月がかわって 2

 こちらの小中学校は、8月のお盆が過ぎれば学校は始業式をむかえます。その分、
冬休みが長いのでありますが、夏も冬も学校が休みとなるころには子どもたちは
自由研究という課題に悩まされます。当方が小学生の頃には、夏休み帳なるものが
あって、それ一冊をかたづければ、とりあえず宿題はおしまいで、あとはあそび
放題でありました。子どもたちがやっつけで作った工作物などが、いまだに残って
いたりして、それなりに意味があったのかもしれません。
 そういう課題には、本を読んで感想文を書くなんてのもあったのかもしれません
が、これにはあまり思い出がありません。
 さて、当方の九月でありますが、読書のほうは加賀乙彦さんの「雲の都」を読み
ついでいきます。あいかわらずでペースがあがらなくて、やっとこさ第二部に
はいったところですが、九月末にはどこまで進んでいるでしょうか。
 昨日に読んだところに次のくだりがありました。
「1951年六月中旬の日曜日の朝、一団のセツラーが亀有駅前から大山田地区にむかっ
て歩きだした。
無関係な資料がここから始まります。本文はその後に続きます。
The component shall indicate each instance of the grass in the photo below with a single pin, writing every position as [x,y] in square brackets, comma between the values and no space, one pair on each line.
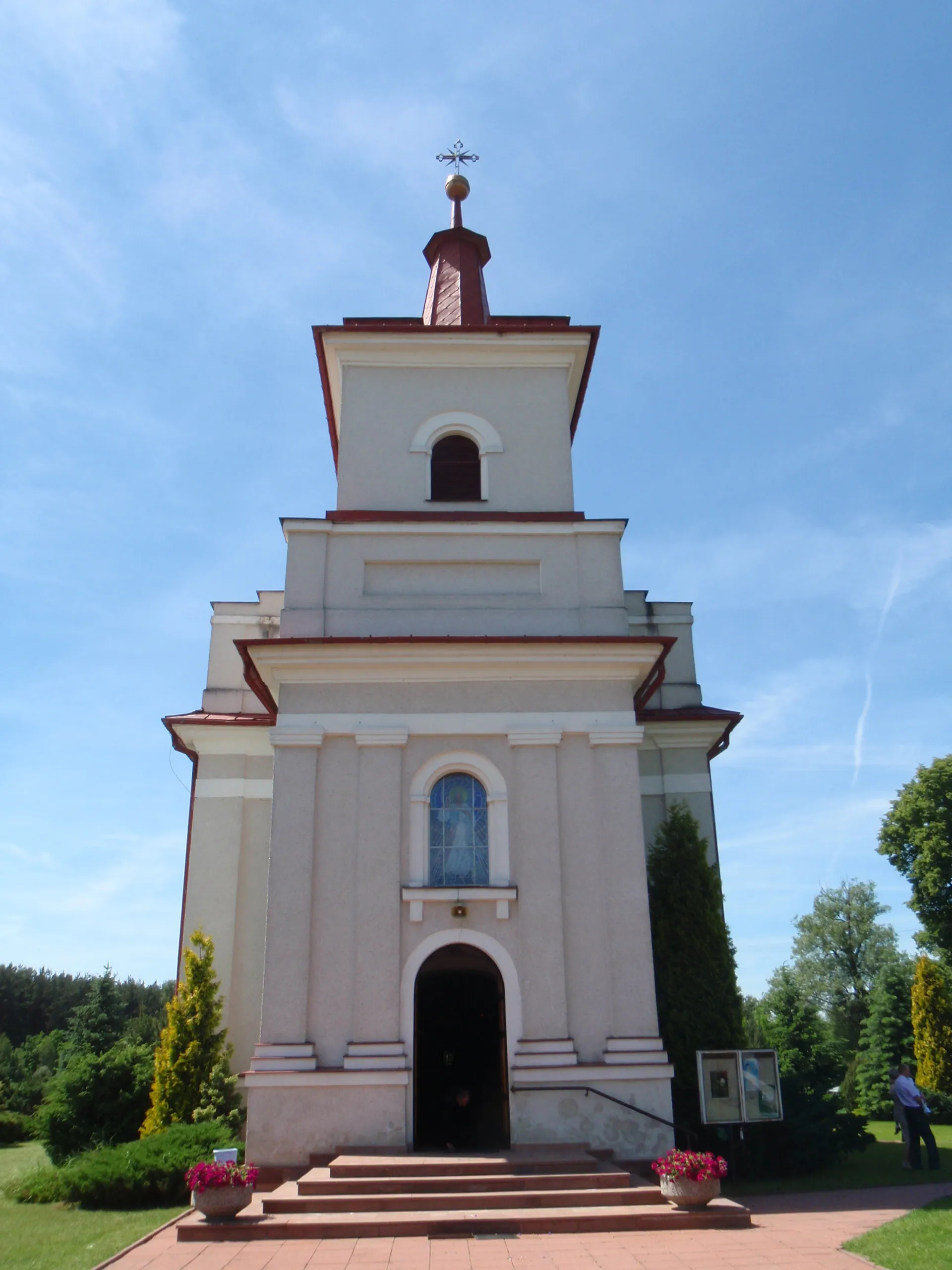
[919,1241]
[60,1236]
[880,1165]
」
 このとき、当方は生後4ヶ月であります。歴史の年表でみるのとはちと違って、
小説の主人公が生きた時間と、自分の時間がオーバーラップすることです。
もちろんこの時代は、朝鮮戦争による特需で日本が戦後復興を加速するのであります
が、戦争による恩恵を受けて経済発展を遂げたというのが戦後日本の成功体験の
はじまりであるとすれば、経済発展で苦戦する現在、夢よもう一度と思っている
人たちもいるのでありましょう。